Kitabı hevesle almış olsam da öyle çok da beklentiye girmemiştim. Ama şunu söylemeliyim ki, beğendim. Mafya kitaplarına zaten seviyorum bir de bununla beraber güçlü, acımaz olarak gösterilen bir erkeğin sevdiği kadın söz konusu olduğundaki sert tavrından bağımsız, hoşgörü ve anlayışını da ön plana koyması beni bitiriyor. Yazarın kalemini de sevdim. Ne kadar mafya kitabı olsa da, daha çok iki karakterin birbirini tanıması, anlaması ve tam anlamıyla bir eş olmasına dair yolculuklarını okuyoruz aslında.

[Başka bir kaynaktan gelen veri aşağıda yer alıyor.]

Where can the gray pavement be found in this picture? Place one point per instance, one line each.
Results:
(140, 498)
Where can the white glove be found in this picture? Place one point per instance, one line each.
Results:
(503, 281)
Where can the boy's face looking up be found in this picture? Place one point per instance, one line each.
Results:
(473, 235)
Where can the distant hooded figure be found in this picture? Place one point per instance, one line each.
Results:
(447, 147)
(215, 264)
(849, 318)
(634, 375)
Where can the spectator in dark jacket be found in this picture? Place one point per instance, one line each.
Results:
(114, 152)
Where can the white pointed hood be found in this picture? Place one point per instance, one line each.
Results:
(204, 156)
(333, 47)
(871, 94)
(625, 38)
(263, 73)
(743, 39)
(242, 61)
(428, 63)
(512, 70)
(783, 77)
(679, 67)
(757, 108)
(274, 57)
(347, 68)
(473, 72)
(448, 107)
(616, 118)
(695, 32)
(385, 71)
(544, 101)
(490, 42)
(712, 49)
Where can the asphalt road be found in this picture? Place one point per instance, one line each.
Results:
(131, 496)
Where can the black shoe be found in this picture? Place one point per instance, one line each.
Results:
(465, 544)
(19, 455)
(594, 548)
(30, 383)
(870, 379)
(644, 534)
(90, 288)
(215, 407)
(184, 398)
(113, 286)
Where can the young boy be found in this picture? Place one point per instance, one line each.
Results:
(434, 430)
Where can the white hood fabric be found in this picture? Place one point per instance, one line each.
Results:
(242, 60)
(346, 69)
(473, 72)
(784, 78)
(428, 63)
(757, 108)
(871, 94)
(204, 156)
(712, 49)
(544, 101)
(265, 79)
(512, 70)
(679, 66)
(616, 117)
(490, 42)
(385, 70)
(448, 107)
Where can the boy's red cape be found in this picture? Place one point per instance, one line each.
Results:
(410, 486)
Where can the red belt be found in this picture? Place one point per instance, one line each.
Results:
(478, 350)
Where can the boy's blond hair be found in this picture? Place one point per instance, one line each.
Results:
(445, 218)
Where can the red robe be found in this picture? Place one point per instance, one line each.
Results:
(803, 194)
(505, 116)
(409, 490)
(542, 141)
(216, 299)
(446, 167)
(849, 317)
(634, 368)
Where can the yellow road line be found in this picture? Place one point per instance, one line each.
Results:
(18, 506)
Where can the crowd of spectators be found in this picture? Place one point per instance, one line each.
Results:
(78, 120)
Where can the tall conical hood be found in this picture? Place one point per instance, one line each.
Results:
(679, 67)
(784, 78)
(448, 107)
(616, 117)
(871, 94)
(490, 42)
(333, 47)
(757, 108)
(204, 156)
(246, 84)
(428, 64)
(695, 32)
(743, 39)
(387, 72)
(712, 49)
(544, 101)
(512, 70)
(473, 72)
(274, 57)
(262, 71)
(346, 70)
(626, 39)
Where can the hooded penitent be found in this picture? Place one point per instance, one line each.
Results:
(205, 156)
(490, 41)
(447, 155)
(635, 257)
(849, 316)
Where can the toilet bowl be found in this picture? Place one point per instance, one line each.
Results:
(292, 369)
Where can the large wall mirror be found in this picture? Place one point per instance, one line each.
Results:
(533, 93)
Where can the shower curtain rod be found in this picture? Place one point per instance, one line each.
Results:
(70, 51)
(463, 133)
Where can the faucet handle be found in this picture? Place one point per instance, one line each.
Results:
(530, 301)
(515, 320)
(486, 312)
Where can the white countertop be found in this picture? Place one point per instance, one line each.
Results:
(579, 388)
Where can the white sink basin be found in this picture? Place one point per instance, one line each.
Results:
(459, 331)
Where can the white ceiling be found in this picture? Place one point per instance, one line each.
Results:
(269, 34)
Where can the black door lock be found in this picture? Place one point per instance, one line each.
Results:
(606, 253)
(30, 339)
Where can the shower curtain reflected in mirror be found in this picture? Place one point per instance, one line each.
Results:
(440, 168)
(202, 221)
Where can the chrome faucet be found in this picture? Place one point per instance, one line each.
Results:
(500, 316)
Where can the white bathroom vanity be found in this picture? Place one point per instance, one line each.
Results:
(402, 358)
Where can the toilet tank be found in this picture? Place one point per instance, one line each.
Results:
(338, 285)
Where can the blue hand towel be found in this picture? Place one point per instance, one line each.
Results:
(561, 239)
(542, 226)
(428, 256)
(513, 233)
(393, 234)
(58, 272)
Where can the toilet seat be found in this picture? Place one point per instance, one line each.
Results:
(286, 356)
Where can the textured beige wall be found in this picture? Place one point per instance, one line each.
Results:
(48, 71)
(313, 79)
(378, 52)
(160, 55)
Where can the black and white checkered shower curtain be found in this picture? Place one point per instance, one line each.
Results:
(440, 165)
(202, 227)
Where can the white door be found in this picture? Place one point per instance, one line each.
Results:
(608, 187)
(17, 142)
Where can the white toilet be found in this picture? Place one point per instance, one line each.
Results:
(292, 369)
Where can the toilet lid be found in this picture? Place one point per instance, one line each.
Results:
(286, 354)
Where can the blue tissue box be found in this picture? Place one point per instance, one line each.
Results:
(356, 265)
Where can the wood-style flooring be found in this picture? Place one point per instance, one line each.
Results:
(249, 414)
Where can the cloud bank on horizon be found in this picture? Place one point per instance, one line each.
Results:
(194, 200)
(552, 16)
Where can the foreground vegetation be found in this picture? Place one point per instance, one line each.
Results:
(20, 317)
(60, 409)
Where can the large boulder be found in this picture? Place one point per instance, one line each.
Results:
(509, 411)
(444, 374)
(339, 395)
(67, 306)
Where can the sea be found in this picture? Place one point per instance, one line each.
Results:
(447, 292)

Aria Scuderi, babası tarafından düşmanlığı bitirmek için geleceğin lideri, gaddar ama yakışıklı Luca Vitiello ile zorla evlendiriliyor. Ne kadar mafya içinde doğmuş olsa da bir aşk evliliğine dair hayallerini bu kadar çabuk ardında bırakmak onu üzüyor.
Luca Vitiello ise acımasız mafya dünyasında kendi acımasızlığı herkese göstermekten geri durmazken Aria ile farklı bir etkileşim yakalamışlardır. Belki de her şey o kadar kötü değildir. Ve aşk çok da imkansız...?
Luca karakterini sevdim; hem bu kadar sert olup hem de Aria'ya karşı olabildiğince nazik ve saygı dolu yaklaşımını beğenmemek elde değil. En sonuna doğru yaşananlar biraz travma gibi hissettirse de sonunda her şey güzeldi. Bu kitabı tavsiye ederim. İkinci kitabı da merakla bekliyorum.